Debugging in PhpStorm with Xdebug locally, in Vagrant or in Docker

Do you use PhpStorm and have you ever wondered what all those fancy debugging features were? Or could you just not get Xdebug running in Docker or your Vagrant machine? Wonder no more!

In this guide I will guide you through

You can follow along with the xdebug-example github repository I have used throughout this guide.

Setting up Xdebug

Xdebug is a PHP extension developed by Derick Rethans for debugging using the DBGp protocol. Xdebug is the only debugging tool to implement the DBGp protocol. If you’re on linux and use PECL, you can use the following command:

$ pecl install xdebug

If you’re on Windows or Mac or do not use PECL, you can follow the installation guide that can be found on the official website here.

After you’ve successfully installed Xdebug, you’re ready to configure it. Preferably created a file named xdebug.ini in /etc/php.d/ or /etc/php/conf.d or something else specific to your distribution or add the following to your php.ini:

[xdebug]
zend_extension=/usr/lib64/php/modules/xdebug.so
xdebug.remote_enable = 1
xdebug.remote_autostart = 1

With zend_extension we load the PHP extension we installed. If you’ve installed PHP extensions before, you may be wondering why you have enabled other extensions with just extension=x.so. This is because certain Xdebug features, such as step debugging, require zend. The path might be different for you depending on how you installed it.
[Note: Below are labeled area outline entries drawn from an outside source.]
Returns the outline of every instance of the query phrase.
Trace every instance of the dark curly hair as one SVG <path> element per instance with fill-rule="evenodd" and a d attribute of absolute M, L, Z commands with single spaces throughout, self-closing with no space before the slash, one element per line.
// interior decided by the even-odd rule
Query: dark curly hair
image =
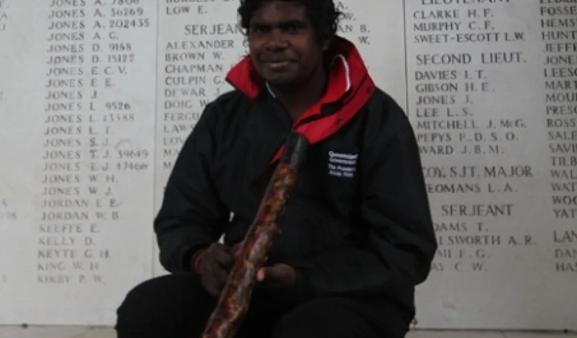
<path fill-rule="evenodd" d="M 249 34 L 250 18 L 265 2 L 271 0 L 240 0 L 238 15 L 240 26 L 245 35 Z M 336 35 L 337 25 L 342 12 L 335 6 L 333 0 L 282 0 L 294 2 L 303 5 L 319 39 L 324 38 L 332 40 Z"/>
With xdebug.remote_enable we enable the debugging features of Xdebug to be debugged from a remote location.

With xdebug.remote_autostart Xdebug will try to automatically debug every time you run anything in PHP. Normally you’d have to set a certain HTTP header when doing a HTTP request or add a certain PHP command line flag to your php command from the terminal. With this enabled you don’t have to set any HTTP header or command line flag.

Docker and Vagrant

If you’re following this guide whilst your application runs in docker or vagrant, you’ll need to include the xdebug.remote_host configuration. With xdebug.remote_host you tell Xdebug to connect to a certain host when debugging. By default this is localhost but for docker you need the default gateway which is 172.17.0.1 or for vagrant 10.0.2.2.

xdebug.remote_host=172.17.0.1

Once you’re done configuring, restart apache, nginx, php-fpm or whatever you use and lets start debugging!

Using it in PhpStorm

If you’re running your PHP code locally, there’s no need to configure anything in Phpstorm. If you’re running things in docker or Vagrant, you need to setup the path mapping first. Withouth the path mapping Phpstorm wouldn’t debug anything because the file paths wouldn’t match.

Open the settings window and browse to Languages & Frameworks > PHP > Servers. Add a new server pointing to the publicly accessible host and port. If you’re following along with the swordbeta/xdebug-example repository from github, for vagrant this would be host 127.0.0.1 and port 8001. Check the Use path mappings checkbox and map the paths. For my repository and vagrant this would be:

Phpstorm server configuration

Once set, you’re ready to debug! First start listening for debugging connections on the top right:

Phpstorm start debugging

Next you can either set a breakpoint (by clicking on the left side of a line) or break at the first line:

Phpstorm break first line

Once you’ve chosen one, it’s time to finally start debugging! Run the code where you set a breakpoint, through either a HTTP request or running a console command, and you’ll see a window pop up on the bottom:

Phpstorm debugging

Congratulations, you’re now debugging with Xdebug in Phpstorm! You should try to familiarize yourself with all the buttons Phpstorm has to offer. The most important ones are the arrow buttons on the top. Good luck!